Instructions for updating:
The old _FeatureColumn APIs are being deprecated. Please use the new FeatureColumn APIs instead.
[[0. 0. 0. ... 0. 0. 0.]
 [0. 0. 0. ... 0. 0. 0.]
 [0. 0. 0. ... 0. 0. 0.]
 [0. 0. 0. ... 0. 0. 0.]
 [0. 0. 0. ... 0. 0. 0.]]


In [20]:
# Crossed feature column
# Combining features into a single featue known as feature cross.
# Note that crossed_column does not build the full table of all possible
# combinations (which could be very large).
# Instead, it is backed by a hashed_column, so you can choose how large
# table is.
crossed_feature = feature_column.crossed_column([age_buckets, thal], 
                                                hash_bucket_size=1000)
demo(feature_column.indicator_column(crossed_feature))

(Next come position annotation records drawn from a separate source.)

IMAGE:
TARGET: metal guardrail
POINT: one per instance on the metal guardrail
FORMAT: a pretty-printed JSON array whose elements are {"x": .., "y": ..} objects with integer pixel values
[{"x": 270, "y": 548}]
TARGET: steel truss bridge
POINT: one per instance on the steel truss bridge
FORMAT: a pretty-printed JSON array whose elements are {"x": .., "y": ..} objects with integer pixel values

To change all layers to have dtype float64 by default, call `tf.keras.backend.set_floatx('float64')`. To change just this layer, pass dtype='float64' to the layer constructor. If you are the author of this layer, you can disable autocasting by passing autocast=False to the base Layer constructor.

Instructions for updating:
The old _FeatureColumn APIs are being deprecated. Please use the new FeatureColumn APIs instead.
[[0. 0. 0. ... 0. 0. 0.]
 [0. 0. 0. ... 0. 0. 0.]
 [0. 0. 0. ... 0. 0. 0.]
 [0. 0. 0. ... 0. 0. 0.]
 [0. 0. 0. ... 0. 0. 0.]]


In [0]:
# Now we use feature columns to train a model.

# key point: If the aim is to build an accurate model, try a large dataaset, and
# think carefully about which features are the most meaningful to include, and
# how they should be represented

feature_columns = []

# numeric cols
for header in ['age', 'trestbps', 'chol', 'thalach', 'oldpeak', 'slope', 'ca']:
    feature_columns.append(feature_column.numeric_column(header))

# bucketized cols
age_buckets = feature_column.bucketized_column(age, boundaries=[18, 25, 30, 35, 40, 45, 50, 55, 60, 65])
feature_columns.append(age_buckets)

# indicator cols
thal = feature_column.categorical_column_with_vocabulary_list(
      'thal', ['fixed', 'normal', 'reversible'])
thal_one_hot = feature_column.indicator_column(thal)
feature_columns.append(thal_one_hot)

# embedding cols
thal_embedding = feature_column.embedding_column(thal, dimension=8)
feature_columns.append(thal_embedding)

# crossed cols
crossed_feature = feature_column.crossed_column([age_buckets, thal], hash_bucket_size=1000)
crossed_feature = feature_column.indicator_column(crossed_feature)
feature_columns.append(crossed_feature)

In [0]:
feature_layer = tf.keras.layers.DenseFeatures(feature_columns)

In [0]:
batch_size = 32
train_ds = df_to_dataset(train, batch_size=batch_size)
val_ds = df_to_dataset(val, shuffle=False, batch_size=batch_size)
test_ds = df_to_dataset(test, shuffle=False, batch_size=batch_size)

In [0]:
model = tf.keras.Sequential([
    feature_layer,
    layers.Dense(128, activation='relu'),
    layers.Dense(128, activation='relu'),
    layers.Dense(1, activation='sigmoid')
])

In [0]:
model.compile(optimizer='adam',
              loss='binary_crossentropy',
              metrics=['accuracy'],
              run_eagerly=True)

In [26]:
model.fit(train_ds,
          validation_data=val_ds,
          epochs=5)



To change all layers to have dtype float64 by default, call `tf.keras.backend.set_floatx('float64')`. To change just this layer, pass dtype='float64' to the layer constructor. If you are the author of this layer, you can disable autocasting by passing autocast=False to the base Layer constructor.

Epoch 1/5
Epoch 2/5
Epoch 3/5
Epoch 4/5
Epoch 5/5


<tensorflow.python.keras.callbacks.History at 0x7f49557baac8>

In [27]:
loss, accuracy = model.evaluate(test_ds)
print('Accuracy', accuracy)

Accuracy 0.6393443


In [0]:
# When working with a small dataset, recommended using a decision tree or
# ranodm forest as a string baseline.